A última semana foi, sem dúvida, pródiga de exemplos comprovantes do que há de falacioso neste cenário de dicotomia criado pela ficção jornalística. Vale retomar, como ponto de partida, a entrevista de José Dirceu ao Canal Livre da Bandeirantes. Ali, o ex-condestável da República evidenciou a identidade de mérito programático entre o PT atual - onde Dirceu comprova, a cada novo ato de solidariedade, não ter perdido o mínimo controle da máquina - e a direita conservadora. Nas suas definições sobre o desmonte da seguridade social; sobre o superávit primário, para atender os banqeiros; e sobre o remendo eleitoral, a que se ousa dar título de reforma política, isto ficou evidente.

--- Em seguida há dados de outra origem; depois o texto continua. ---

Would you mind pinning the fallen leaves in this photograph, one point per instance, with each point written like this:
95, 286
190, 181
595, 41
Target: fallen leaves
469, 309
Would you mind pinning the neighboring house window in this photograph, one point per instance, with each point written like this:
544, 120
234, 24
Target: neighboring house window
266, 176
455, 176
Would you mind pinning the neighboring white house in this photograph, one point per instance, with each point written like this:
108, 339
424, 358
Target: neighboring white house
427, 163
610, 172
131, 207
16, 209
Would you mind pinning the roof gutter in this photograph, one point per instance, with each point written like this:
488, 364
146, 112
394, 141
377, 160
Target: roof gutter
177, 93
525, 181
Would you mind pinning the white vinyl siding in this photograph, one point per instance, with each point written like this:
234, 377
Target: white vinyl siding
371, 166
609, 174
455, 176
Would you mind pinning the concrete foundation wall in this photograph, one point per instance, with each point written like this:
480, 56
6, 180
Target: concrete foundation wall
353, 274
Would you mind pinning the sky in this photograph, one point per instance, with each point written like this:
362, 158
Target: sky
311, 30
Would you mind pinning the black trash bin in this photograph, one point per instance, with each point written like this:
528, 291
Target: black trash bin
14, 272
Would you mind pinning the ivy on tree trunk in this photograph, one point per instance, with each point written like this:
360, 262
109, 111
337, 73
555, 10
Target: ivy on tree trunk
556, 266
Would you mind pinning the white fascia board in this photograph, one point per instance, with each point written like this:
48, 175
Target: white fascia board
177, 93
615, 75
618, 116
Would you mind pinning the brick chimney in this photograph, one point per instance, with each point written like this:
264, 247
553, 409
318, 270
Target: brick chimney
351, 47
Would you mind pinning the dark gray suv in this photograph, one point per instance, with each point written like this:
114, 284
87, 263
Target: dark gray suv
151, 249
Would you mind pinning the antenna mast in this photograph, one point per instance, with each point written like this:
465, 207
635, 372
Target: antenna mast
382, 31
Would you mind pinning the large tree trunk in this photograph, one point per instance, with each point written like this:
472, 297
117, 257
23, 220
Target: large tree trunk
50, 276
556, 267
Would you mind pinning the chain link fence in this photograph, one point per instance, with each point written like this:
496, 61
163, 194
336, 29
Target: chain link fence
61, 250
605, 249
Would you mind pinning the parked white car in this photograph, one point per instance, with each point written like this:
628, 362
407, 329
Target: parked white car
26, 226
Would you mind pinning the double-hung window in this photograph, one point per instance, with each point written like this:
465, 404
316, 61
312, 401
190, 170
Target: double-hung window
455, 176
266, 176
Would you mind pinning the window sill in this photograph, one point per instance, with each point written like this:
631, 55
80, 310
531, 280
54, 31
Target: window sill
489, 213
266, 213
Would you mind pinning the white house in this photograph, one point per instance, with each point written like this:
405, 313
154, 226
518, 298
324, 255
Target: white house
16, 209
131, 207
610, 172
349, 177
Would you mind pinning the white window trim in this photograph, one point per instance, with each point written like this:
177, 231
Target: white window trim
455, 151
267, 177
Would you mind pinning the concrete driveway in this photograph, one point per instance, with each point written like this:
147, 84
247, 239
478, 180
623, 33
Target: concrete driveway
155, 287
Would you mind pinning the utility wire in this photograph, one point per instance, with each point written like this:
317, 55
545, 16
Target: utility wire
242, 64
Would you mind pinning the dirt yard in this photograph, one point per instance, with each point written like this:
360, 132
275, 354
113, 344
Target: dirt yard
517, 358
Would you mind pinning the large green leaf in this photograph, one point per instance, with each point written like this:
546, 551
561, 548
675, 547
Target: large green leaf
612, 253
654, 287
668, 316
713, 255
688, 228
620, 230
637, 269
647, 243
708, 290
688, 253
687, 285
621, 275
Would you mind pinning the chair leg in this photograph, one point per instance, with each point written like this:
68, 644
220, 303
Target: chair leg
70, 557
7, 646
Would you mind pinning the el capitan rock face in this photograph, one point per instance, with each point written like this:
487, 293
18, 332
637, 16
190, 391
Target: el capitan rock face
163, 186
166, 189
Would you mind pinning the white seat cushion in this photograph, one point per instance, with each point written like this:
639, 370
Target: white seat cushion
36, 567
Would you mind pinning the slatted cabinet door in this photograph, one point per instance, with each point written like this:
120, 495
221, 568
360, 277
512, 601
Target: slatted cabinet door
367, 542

Veio depois o espetáculo do ministro Antonio Palocci na Comissão de Assuntos Econômicos do Senado. No enredo de sucesso previsível, o namoro disfarçado entre tucano-pefelistas e ''petistas responsáveis'' chegou a exageros. Em meio a constrangedores salamaleques, senadores do PSDB não cessaram de prestar-lhe solidariedade, diante dos ruídos vindos da chefe da Casa Civil, Dilma Roussef. O que impôs salvífica intervenção do líder Aloizio Mercadante, no sentido de garantir que o embate entre ela e Palocci teria se dado nos limites em que ocorreram as desavenças entre Malan e Serra, no governo FHC. Ou seja, menos que embate, uma necessária diferença de tons entre membros de governos semelhantemente subordinados aos retrocessos do Consenso de Washington. Desavenças pontais que permitem ao presidente Lula manobrar para neutralizar lideranças perplexas de movimentos sociais, com base no ''governo em disputa''.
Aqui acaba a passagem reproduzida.